Synonym Token Filter questions

I am attempting to implement synonyms into my search and ran into a couple of questions.

  1. Firstly, I have a synonyms.txt file with the following mappings:

    foo, bar, baz

    When "baz" is queried in elasticsearch, it correctly returns the results for all three tokens but how do I tell ES to give a 'boost'/priority to "baz" (as that was the term that was actually searched)? Preferably, it would return all the "baz" results, and then the rest following.

  2. Separately, I also have some trouble with multi-word synonyms. I have a synonyms.txt file with the following mappings:

    internet corporation for assigned names and numbers => icann

    When I query for 'internet corporation for assigned names and numbers', I want to return results with that whole phrase (or the abbreviated 'icann') only. At the moment, it is also returning results for the individual tokens, e.g. 'internet', 'corporation', etc. What do I need to put in my analyzer settings to achieve this? It's worth noting that this custom analyzer is only used for search_analyzer fields.

     "analysis": {
         "analyzer": {
             "synonym": {
                 "tokenizer": "standard",
                 "filter": ["lowercase", "synonym"]
             }
         },
         "filter": {
             "synonym": {
                 "type": "synonym",
                 "synonyms_path": "synonyms",
                 "expand": false
             }
         }
     }
    

Any help is greatly appreciated -- cheers!

To get exact matches ranked higher than synonym matches you need write a query that searches with and without synonyms at the same time.
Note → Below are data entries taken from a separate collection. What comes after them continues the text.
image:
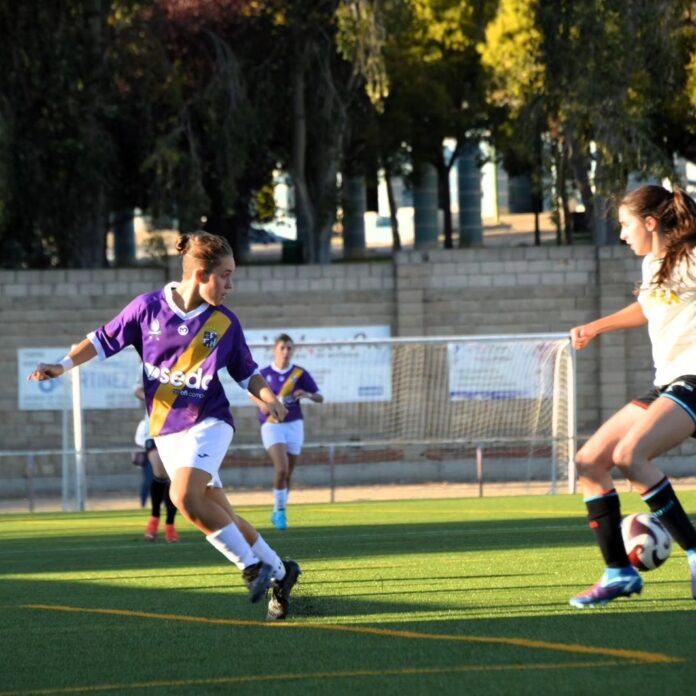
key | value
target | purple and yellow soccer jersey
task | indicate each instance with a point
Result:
(181, 353)
(284, 384)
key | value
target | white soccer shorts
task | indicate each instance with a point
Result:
(289, 434)
(203, 446)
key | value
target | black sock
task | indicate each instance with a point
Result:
(604, 515)
(158, 488)
(171, 508)
(664, 504)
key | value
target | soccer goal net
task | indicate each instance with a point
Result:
(455, 409)
(426, 408)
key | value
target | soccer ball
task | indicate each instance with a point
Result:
(648, 544)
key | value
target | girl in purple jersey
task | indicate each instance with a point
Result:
(283, 441)
(184, 335)
(661, 227)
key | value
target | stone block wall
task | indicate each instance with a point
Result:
(443, 292)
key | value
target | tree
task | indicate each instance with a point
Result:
(568, 69)
(53, 99)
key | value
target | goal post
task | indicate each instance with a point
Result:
(445, 398)
(396, 410)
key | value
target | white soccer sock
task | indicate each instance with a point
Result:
(269, 556)
(230, 542)
(280, 496)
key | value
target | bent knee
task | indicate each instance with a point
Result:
(625, 454)
(186, 501)
(587, 461)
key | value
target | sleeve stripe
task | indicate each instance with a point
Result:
(244, 384)
(92, 336)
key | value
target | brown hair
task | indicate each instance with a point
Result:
(202, 250)
(675, 214)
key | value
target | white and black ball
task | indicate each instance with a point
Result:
(648, 544)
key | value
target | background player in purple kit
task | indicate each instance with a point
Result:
(159, 485)
(184, 335)
(283, 441)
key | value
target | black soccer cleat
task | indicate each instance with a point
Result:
(257, 578)
(279, 602)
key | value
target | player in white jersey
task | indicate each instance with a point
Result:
(660, 226)
(184, 336)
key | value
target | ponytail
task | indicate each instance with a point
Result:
(678, 224)
(202, 250)
(675, 214)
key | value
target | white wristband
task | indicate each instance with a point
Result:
(67, 363)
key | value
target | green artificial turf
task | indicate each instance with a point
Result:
(410, 597)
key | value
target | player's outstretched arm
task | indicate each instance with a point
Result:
(261, 405)
(84, 352)
(260, 389)
(316, 397)
(627, 318)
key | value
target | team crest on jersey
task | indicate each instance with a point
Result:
(210, 339)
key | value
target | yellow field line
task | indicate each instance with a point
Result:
(256, 678)
(637, 655)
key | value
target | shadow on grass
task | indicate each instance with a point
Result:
(110, 550)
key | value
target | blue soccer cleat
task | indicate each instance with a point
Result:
(279, 519)
(608, 588)
(258, 579)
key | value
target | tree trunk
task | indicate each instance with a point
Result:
(304, 210)
(445, 197)
(396, 236)
(580, 166)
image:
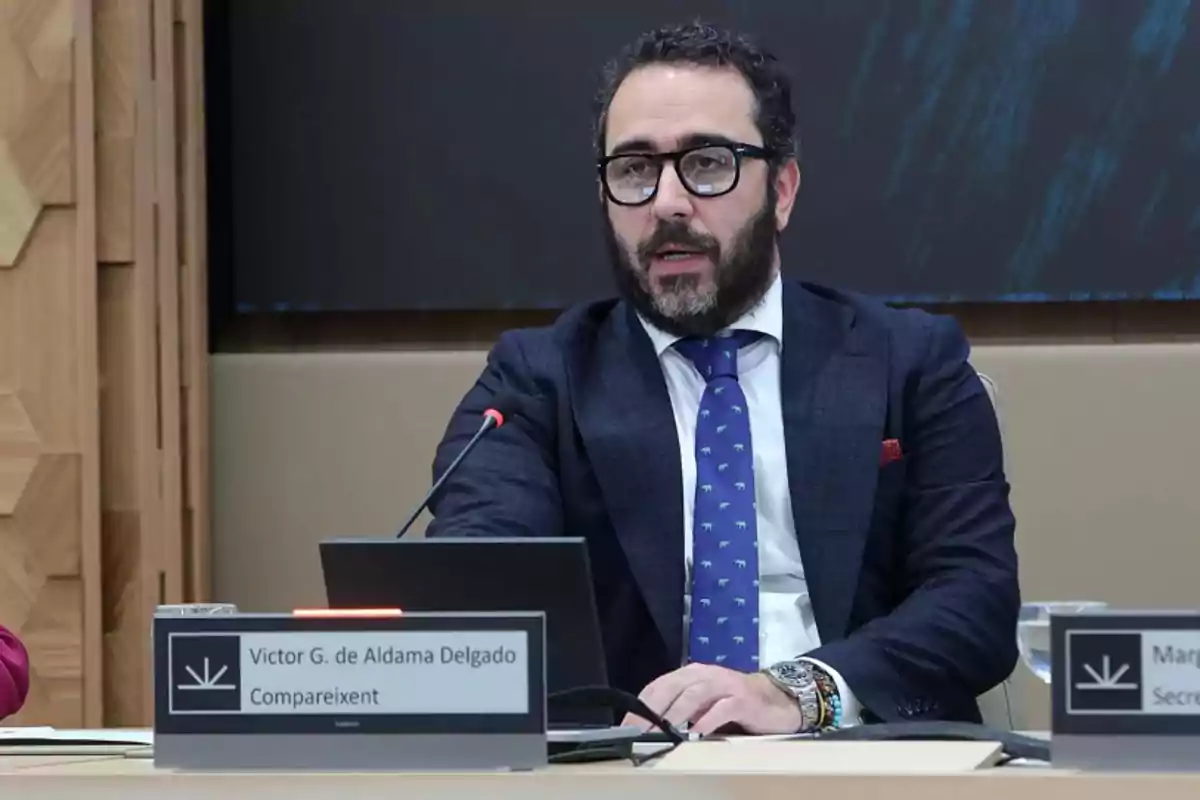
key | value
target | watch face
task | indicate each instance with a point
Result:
(793, 674)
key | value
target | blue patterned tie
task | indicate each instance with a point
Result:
(725, 539)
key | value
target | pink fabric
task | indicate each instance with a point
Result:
(13, 673)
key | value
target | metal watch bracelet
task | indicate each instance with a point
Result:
(797, 679)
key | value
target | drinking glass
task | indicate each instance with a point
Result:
(1033, 630)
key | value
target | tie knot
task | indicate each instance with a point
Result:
(717, 356)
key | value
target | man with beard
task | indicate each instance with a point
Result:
(793, 498)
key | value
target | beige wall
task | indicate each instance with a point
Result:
(1102, 440)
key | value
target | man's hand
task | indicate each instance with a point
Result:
(709, 697)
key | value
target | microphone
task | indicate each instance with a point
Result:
(503, 407)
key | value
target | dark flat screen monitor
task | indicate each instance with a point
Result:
(484, 575)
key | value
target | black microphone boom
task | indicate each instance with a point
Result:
(504, 407)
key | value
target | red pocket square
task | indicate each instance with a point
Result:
(891, 452)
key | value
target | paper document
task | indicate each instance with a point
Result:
(47, 735)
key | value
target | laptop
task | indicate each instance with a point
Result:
(485, 575)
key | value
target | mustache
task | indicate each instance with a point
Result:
(677, 233)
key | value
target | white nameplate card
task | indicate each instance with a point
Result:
(1132, 677)
(351, 677)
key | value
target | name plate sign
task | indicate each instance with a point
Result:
(1126, 690)
(409, 691)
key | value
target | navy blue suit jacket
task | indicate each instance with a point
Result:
(911, 566)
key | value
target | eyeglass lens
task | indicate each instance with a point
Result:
(705, 172)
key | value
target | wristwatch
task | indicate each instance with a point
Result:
(797, 678)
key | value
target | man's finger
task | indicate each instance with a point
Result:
(724, 711)
(694, 701)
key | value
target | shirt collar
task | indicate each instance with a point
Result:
(767, 317)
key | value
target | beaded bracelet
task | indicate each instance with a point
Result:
(829, 701)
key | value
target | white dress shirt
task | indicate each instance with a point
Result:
(786, 627)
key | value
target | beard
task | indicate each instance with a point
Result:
(691, 305)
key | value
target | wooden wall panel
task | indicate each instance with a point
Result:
(103, 506)
(48, 522)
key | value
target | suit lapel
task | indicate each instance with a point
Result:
(624, 416)
(833, 383)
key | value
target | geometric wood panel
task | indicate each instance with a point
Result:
(103, 429)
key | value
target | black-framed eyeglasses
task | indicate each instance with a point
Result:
(705, 170)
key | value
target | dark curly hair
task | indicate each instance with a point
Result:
(705, 44)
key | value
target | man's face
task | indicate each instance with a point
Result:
(694, 264)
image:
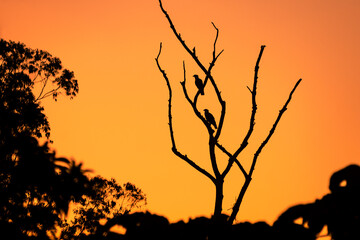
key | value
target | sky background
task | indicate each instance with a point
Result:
(118, 124)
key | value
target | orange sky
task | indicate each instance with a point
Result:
(118, 123)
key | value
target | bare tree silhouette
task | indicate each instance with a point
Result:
(218, 176)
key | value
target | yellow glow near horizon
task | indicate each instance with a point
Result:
(118, 124)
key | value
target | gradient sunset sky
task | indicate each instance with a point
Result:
(118, 124)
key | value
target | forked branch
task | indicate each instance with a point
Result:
(256, 155)
(174, 149)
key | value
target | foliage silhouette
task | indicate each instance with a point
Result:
(36, 187)
(338, 210)
(104, 200)
(24, 71)
(218, 176)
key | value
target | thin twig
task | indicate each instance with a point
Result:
(252, 118)
(174, 149)
(256, 155)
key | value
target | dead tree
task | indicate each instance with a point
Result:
(218, 176)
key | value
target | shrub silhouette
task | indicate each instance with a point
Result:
(338, 210)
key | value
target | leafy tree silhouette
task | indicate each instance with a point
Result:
(36, 186)
(338, 210)
(105, 200)
(218, 176)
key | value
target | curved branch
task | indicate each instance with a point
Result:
(174, 149)
(256, 155)
(201, 66)
(223, 149)
(252, 118)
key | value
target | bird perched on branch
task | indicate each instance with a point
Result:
(199, 84)
(210, 118)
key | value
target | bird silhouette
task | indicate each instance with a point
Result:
(199, 84)
(210, 118)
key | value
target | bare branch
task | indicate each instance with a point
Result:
(252, 118)
(174, 149)
(256, 155)
(201, 66)
(223, 149)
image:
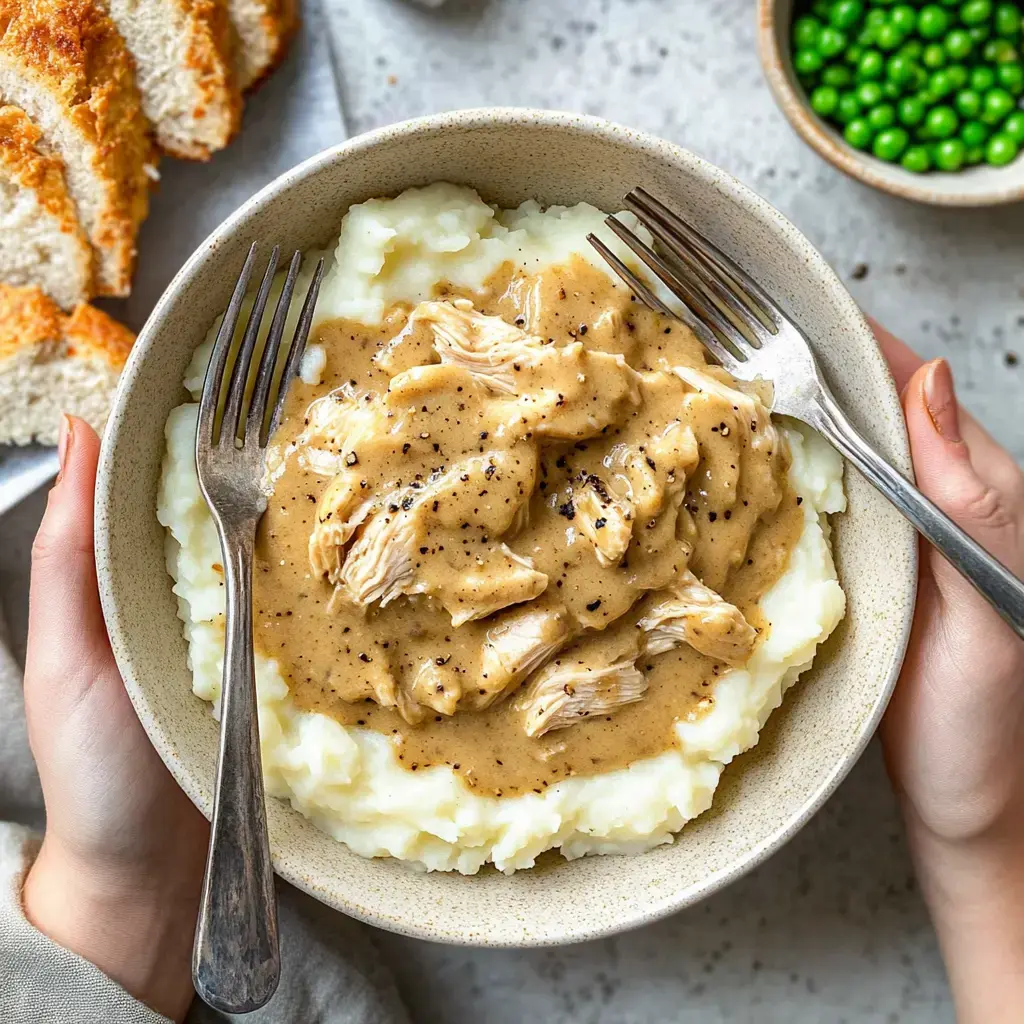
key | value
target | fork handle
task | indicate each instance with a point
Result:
(236, 958)
(989, 577)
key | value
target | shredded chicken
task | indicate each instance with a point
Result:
(590, 388)
(561, 695)
(394, 553)
(694, 614)
(603, 519)
(752, 417)
(437, 687)
(340, 511)
(487, 346)
(517, 644)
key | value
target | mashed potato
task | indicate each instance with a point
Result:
(348, 780)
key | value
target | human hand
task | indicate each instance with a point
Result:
(954, 730)
(119, 875)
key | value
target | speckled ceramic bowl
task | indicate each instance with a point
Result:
(808, 745)
(974, 186)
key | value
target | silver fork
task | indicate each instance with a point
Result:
(236, 958)
(747, 332)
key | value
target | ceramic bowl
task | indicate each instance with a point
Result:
(981, 185)
(808, 747)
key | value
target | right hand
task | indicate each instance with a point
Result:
(953, 735)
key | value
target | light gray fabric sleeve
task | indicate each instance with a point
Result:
(39, 980)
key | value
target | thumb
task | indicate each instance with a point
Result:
(67, 635)
(943, 467)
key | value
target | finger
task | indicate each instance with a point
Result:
(992, 463)
(66, 623)
(903, 360)
(945, 473)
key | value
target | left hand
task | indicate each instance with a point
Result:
(119, 875)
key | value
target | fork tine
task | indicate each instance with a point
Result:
(709, 251)
(708, 339)
(297, 347)
(218, 357)
(711, 285)
(707, 313)
(243, 361)
(268, 363)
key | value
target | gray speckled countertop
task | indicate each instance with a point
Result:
(832, 929)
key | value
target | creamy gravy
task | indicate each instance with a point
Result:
(508, 491)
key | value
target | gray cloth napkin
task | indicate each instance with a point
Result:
(331, 971)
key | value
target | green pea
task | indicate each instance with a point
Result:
(958, 75)
(837, 76)
(933, 22)
(1008, 19)
(882, 117)
(982, 79)
(858, 133)
(899, 69)
(999, 51)
(910, 112)
(904, 17)
(941, 122)
(976, 11)
(958, 44)
(890, 37)
(807, 61)
(870, 66)
(805, 32)
(940, 84)
(848, 109)
(974, 134)
(832, 42)
(847, 13)
(824, 99)
(1011, 77)
(1014, 127)
(869, 93)
(997, 103)
(1001, 150)
(916, 160)
(968, 103)
(949, 155)
(889, 144)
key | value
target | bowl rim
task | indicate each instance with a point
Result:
(644, 912)
(828, 144)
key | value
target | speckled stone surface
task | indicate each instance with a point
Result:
(833, 928)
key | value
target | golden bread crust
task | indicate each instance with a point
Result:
(29, 317)
(72, 50)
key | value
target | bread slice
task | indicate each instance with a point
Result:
(41, 242)
(52, 364)
(183, 60)
(65, 64)
(263, 29)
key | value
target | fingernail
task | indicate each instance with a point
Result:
(941, 399)
(65, 439)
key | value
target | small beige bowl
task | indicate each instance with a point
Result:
(808, 747)
(974, 186)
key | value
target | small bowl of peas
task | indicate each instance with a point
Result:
(922, 99)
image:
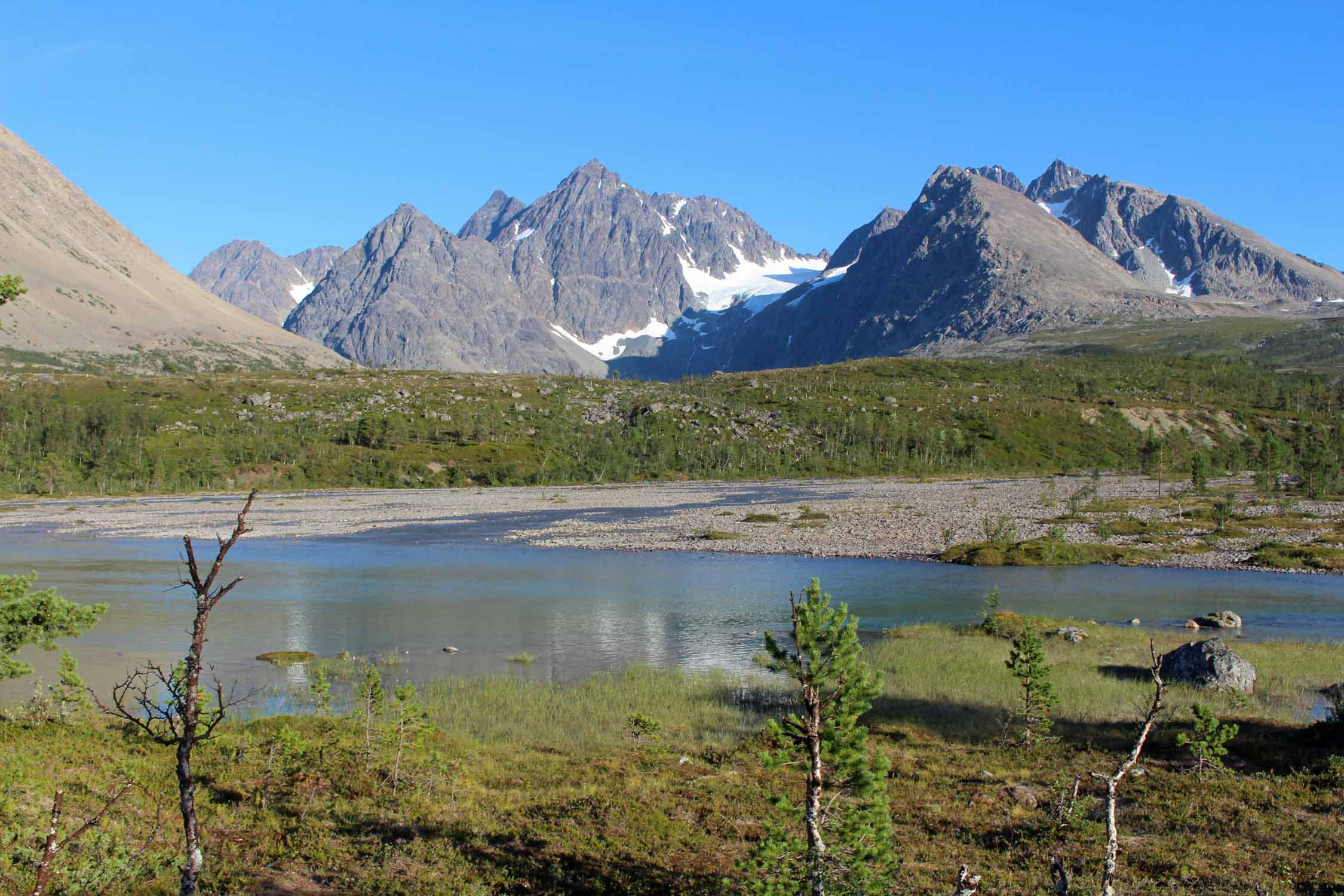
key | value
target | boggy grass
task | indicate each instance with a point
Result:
(705, 708)
(539, 787)
(953, 683)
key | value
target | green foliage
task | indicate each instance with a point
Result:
(428, 429)
(1207, 742)
(1199, 472)
(1002, 531)
(846, 809)
(643, 729)
(11, 288)
(320, 691)
(1030, 665)
(36, 618)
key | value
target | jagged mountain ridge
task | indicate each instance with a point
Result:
(94, 288)
(412, 294)
(246, 273)
(599, 257)
(969, 261)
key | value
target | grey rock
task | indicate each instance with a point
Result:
(491, 218)
(412, 294)
(852, 246)
(1179, 246)
(1219, 619)
(971, 261)
(1208, 664)
(250, 276)
(1002, 176)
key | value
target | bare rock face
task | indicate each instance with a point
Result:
(1208, 664)
(852, 246)
(412, 294)
(93, 288)
(1001, 176)
(969, 261)
(597, 256)
(250, 276)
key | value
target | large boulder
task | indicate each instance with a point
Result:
(1219, 619)
(1208, 664)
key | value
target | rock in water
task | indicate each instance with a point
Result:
(1219, 619)
(1208, 664)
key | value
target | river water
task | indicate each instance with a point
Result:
(416, 591)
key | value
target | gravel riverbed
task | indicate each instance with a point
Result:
(866, 517)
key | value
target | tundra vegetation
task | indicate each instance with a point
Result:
(651, 781)
(72, 434)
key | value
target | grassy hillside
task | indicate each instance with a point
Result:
(78, 434)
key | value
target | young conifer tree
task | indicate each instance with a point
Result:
(1029, 664)
(846, 844)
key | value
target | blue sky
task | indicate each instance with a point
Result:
(305, 124)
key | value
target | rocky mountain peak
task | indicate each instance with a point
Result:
(1001, 175)
(852, 245)
(1057, 183)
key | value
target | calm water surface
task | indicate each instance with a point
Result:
(415, 591)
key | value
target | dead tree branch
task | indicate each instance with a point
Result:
(968, 884)
(1108, 876)
(171, 705)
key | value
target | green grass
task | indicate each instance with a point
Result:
(534, 787)
(284, 657)
(119, 434)
(1041, 553)
(1297, 557)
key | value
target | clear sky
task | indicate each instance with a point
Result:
(305, 124)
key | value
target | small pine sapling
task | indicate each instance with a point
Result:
(1207, 743)
(1031, 667)
(370, 698)
(845, 798)
(407, 726)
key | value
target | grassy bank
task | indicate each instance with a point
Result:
(73, 434)
(527, 787)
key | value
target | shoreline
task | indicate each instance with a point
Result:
(864, 517)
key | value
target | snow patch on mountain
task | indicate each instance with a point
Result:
(773, 278)
(300, 290)
(1057, 210)
(609, 347)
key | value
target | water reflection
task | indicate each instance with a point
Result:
(576, 612)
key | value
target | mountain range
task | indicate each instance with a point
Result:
(96, 293)
(599, 276)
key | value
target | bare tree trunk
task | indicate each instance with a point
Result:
(1108, 873)
(49, 852)
(812, 813)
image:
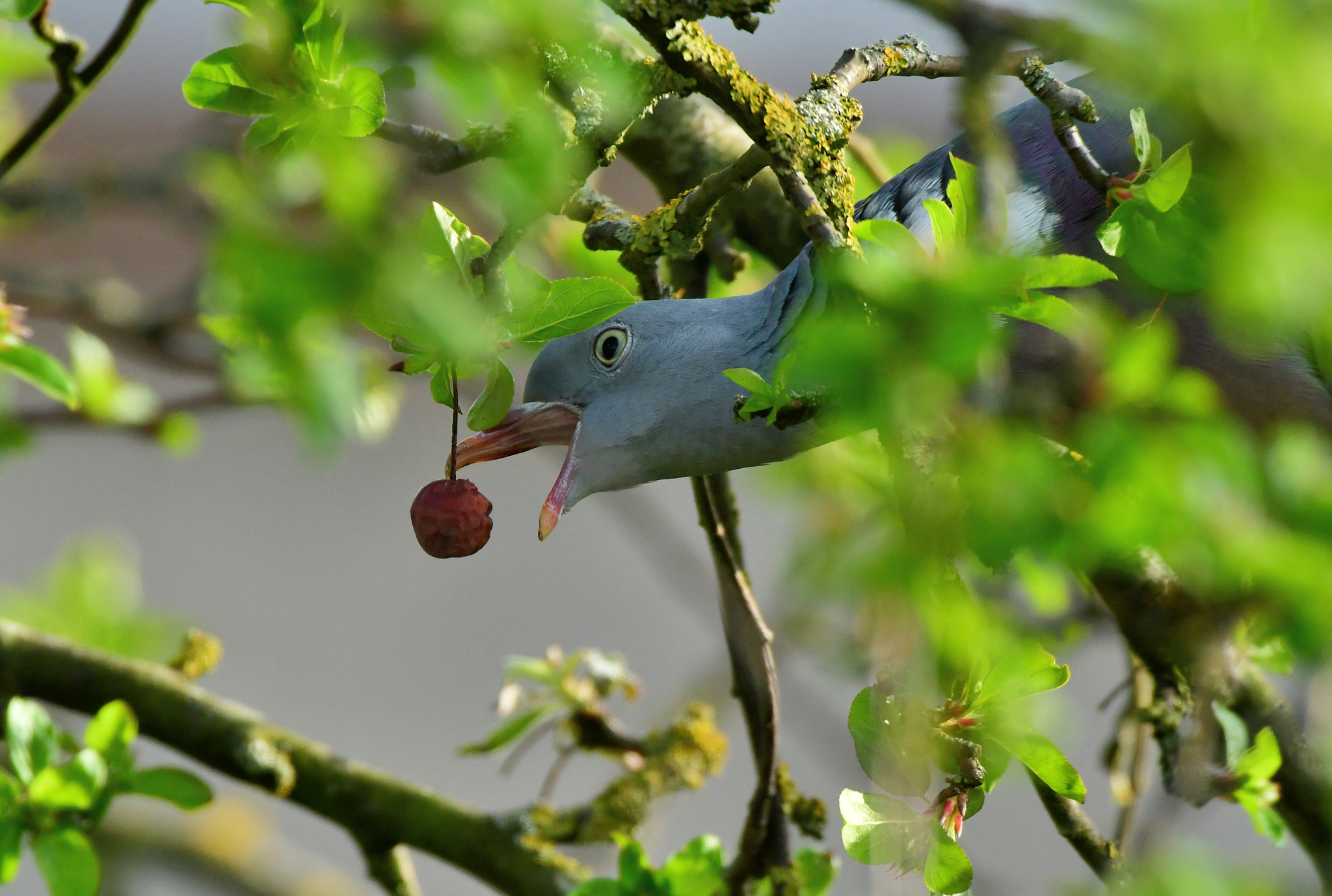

For example a bool query like this:

GET my_index/_search
{
  "query": {
    "bool": {
      "must": [
        {
          "match": {
            "my_field": "baz"
          }
        }
      ],
      "should": [
        {
          "match": {
            "my_field": {
              "query": "baz",
              "analyzer": "standard"
            }
          }
        }
      ]
    }
  }
}

The idea of the query above is that the optional should clause will only match exact hits, because it overrides the search analyzer. Documents that match this should clause will get a higher score.

If you want to search for phrases, then that is something you would not necessarily achieve with an analyzer. Take a look at using the match_phrase query instead. If you do want to go with an analyzer then check out this blog post for a useful pattern.

By the way, I see you are using the synonym filter. With multi-word synonyms, the synonym_graph filter will work better. You may want to switch to that filter.

Thanks for the resources @abdon. The biggest thing I was missing was using match_phrase instead of just match. This looks like it almost solves the problem on its own. I have also swapped to synonym_graph as it seems to fit my use-case better. I'll post back if I run into any more issues.

Okay, maybe jumped the gun a bit here. match_phrase works great for synonyms that are acronyms because it stops the tokenizing of each word in the query. Unfortunately however, it also stops tokenizing all other queries that do not have a synonym. Is there a simple way to have the match_phrase functionality apply only when a synonym is found?

Did you read this blog post that I shared in my earlier post? I think it covers exactly what you want to do.

Sorry, yes I did. It seems to be a bit outdated (filters no longer support a 'tokenizer' field), but I was going to attempt to use one of the methods described today.

I believe I have solved this for now using 'Autophrase with synonym step' in the linked blog post. My settings looks something like this:

    "analysis": {
        "analyzer": {
            "synonym": {
                "tokenizer": "standard",
                "filter": ["lowercase", "autophrase_synonym", "synonym"]
            }
        },
        "filter": {
            "autophrase_synonym": {
                "type": "synonym",
                "synonyms": [
                  "internet corporation for assigned names and numbers => internet_corporation_for_assigned_names_and_numbers"
                ]
            },
            "synonym": {
                "type": "synonym",
                "synonyms": [
                    "internet_corporation_for_assigned_names_and_numbers, icann", "foo, bar, baz"
                ]
            }
        }
    }

I tried your bool query idea posted above in order to rank exact matches higher in the results. The results returned a higher score for every entry, which leads to no changes in the rankings overall. I believe this is because my synonym filter needs to run on the index analyzer as well as the search analyzer.

Is there another approach I can take or any way around this that you are aware of?

You can use multi-fields to index your data twice: once with synonyms (using your synonym analyzer), and once without (using the standard analyzer). The docs have an example on how to do this.

In your bool query's must clause you can then query the field with synonyms, and in the should clause the field without synonyms.

This works very well. Thank you @abdon.

This topic was automatically closed 28 days after the last reply. New replies are no longer allowed.